SVM Training Time: 0.0130 seconds
SVM Testing Time: 0.0059 seconds
SVM Accuracy: 0.86


In [19]:
# Multi-Layer Perceptron Classifier (MLPC)

mlp_classifier = MLPClassifier(hidden_layer_sizes=(100,), max_iter=1400)
training_time_mlp = timeit.timeit(lambda: mlp_classifier.fit(X_train, y_train), number=1)
testing_time_mlp = timeit.timeit(lambda: mlp_classifier.predict(X_test), number=1)

y_pred_mlp = mlp_classifier.predict(X_test)
accuracy_mlp = accuracy_score(y_test, y_pred_mlp)

print(f"MLP Classifier Training Time: {training_time_mlp:.4f} seconds")
print(f"MLP Classifier Testing Time: {testing_time_mlp:.4f} seconds")
print(f"MLP Classifier Accuracy: {accuracy_mlp:.2f}")

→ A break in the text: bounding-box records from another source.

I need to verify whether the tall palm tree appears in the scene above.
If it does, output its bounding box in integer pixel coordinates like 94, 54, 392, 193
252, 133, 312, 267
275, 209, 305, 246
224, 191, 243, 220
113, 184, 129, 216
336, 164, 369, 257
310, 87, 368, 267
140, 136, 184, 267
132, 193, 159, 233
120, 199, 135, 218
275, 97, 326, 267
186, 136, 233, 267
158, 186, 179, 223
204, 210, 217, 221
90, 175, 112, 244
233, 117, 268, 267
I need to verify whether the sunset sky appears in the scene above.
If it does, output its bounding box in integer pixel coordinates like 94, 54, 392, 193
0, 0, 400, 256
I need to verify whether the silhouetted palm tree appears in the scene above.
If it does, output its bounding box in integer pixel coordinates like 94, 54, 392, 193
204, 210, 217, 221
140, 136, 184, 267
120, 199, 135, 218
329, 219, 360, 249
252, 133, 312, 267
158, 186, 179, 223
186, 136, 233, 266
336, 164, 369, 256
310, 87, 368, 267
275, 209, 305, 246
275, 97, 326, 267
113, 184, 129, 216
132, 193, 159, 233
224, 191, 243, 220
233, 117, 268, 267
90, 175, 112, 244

acc_all.append(accuracy_svm)
train_all.append(training_time_mlp)
test_all.append(testing_time_mlp)

MLP Classifier Training Time: 2.9413 seconds
MLP Classifier Testing Time: 0.0002 seconds
MLP Classifier Accuracy: 0.87


In [20]:
weight_accuracy = 0.5
weight_time = 0.5

lr_bati = weight_accuracy * ((accuracy_lr - min(acc_all)) / (max(acc_all) - min(acc_all))) \
        + weight_time * (1 - (training_time_lr - min(train_all)) / (max(train_all) - min(train_all)))
print(f"Logistic Regression BATI = {lr_bati:.2f}")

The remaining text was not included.